“What would have taken your ancestors away from here to go so far away to America?” is the question we hear often as we explore the local countryside! We’ve found many places where our ancestors lived; the Eltons at Croft Cottage, Fromes Hill, Kendricks at Hill House in Bosbury, Philpotts at Starve Crow Cottage, Jenkins at Moorend Cross, Woodcocks in Kempley Green, Philpotts at Green Hill, Cradley and more.
What a thrill to walk the paths they walked and breathe the fresh country air! So many kind people let us photograph and even come inside, to get a feel of those ancestral hearths and homes. What lovely people!
In February we went to Liverpool where thirteen direct ancestors left British shores to sail for America. Most of their families had lived in the same villages for many generations. The story of two ancestors with local ties, Thomas Jenkins and Jane Elton, unravels some of the mystery.
Thomas Jenkins, a skilled thatcher, raised his family in the hamlet of Moorend Cross, Mathon parish. He was a non-conformist Primitive Methodist, but broke off and joined a group calling themselves the United Brethren. They licenced their homes as meeting places and built the Gadfield Elm chapel near Staunton. They sought for the principles and practices of Jesus Christ’s original church.
In March of 1840, they were introduced to Wilford Woodruff, a missionary and Apostle of The Church of Jesus Christ of Latter-day Saints. They talked into the night about the restored Gospel of Jesus Christ with its modern-day Prophets and Apostles. This was what Thomas and his friends were looking for! Six days later, he was baptised by Wilford Woodruff at the Hill Farm pond on a cold spring day, followed by almost all of the 600 United Brethren during the next months. Within a year, over 1800 people in surrounding areas joined the Church. Thomas and his family sailed for America in September 1840. He is my 4th great grandfather through my father’s side of our family.
Jane Elton, from my mother’s side, grew up in Castle Frome. Her brother John worked for John Benbow at Hill Farm. She, too, listened to Wilford Woodruff and was baptised in June 1840. She married a Samuel Philpotts but rather than emigrate Jane stayed behind to take care of her widowed mother.

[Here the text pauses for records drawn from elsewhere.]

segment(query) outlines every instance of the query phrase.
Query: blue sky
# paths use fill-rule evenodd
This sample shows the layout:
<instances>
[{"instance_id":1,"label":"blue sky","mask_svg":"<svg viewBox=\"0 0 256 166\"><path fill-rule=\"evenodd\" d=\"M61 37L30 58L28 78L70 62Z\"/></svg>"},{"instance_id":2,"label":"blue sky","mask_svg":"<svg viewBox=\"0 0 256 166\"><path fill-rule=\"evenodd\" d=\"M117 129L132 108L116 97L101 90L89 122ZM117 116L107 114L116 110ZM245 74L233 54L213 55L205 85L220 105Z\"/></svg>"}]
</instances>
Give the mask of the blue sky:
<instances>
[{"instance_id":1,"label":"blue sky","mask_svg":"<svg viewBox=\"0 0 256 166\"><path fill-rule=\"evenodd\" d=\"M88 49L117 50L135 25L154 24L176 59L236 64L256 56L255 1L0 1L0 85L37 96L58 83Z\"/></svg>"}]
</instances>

Her daughter Caroline was widowed young, but married a handsome young widower, John Kendrick, from Bosbury, with three children of his own. He and Caroline had six more children together, the youngest being my grandfather, George Kendrick. As a young boy, he sailed with his family to America, to be with fellow members of the Church.
Those two stories illustrate the answer to the first question, but I gave the shorter answer to a kind man at Moorend Cross last week when he asked, “What would have taken your ancestors away from here to go so far away to America?” I blurted out, “Because of this wonderful church!”
What a great experience for me and my husband to serve for 18 months in this beautiful area as missionaries for The Church of Jesus Christ of Latter-day Saints. There are around 6,200 senior missionaries like us and 75,000 young missionaries serving around the world. What a privilege to come here! We have even met some wonderful second cousins from the Malvern area.
We will return home to our family with many happy memories and connections to our Herefordshire and Worcestershire roots.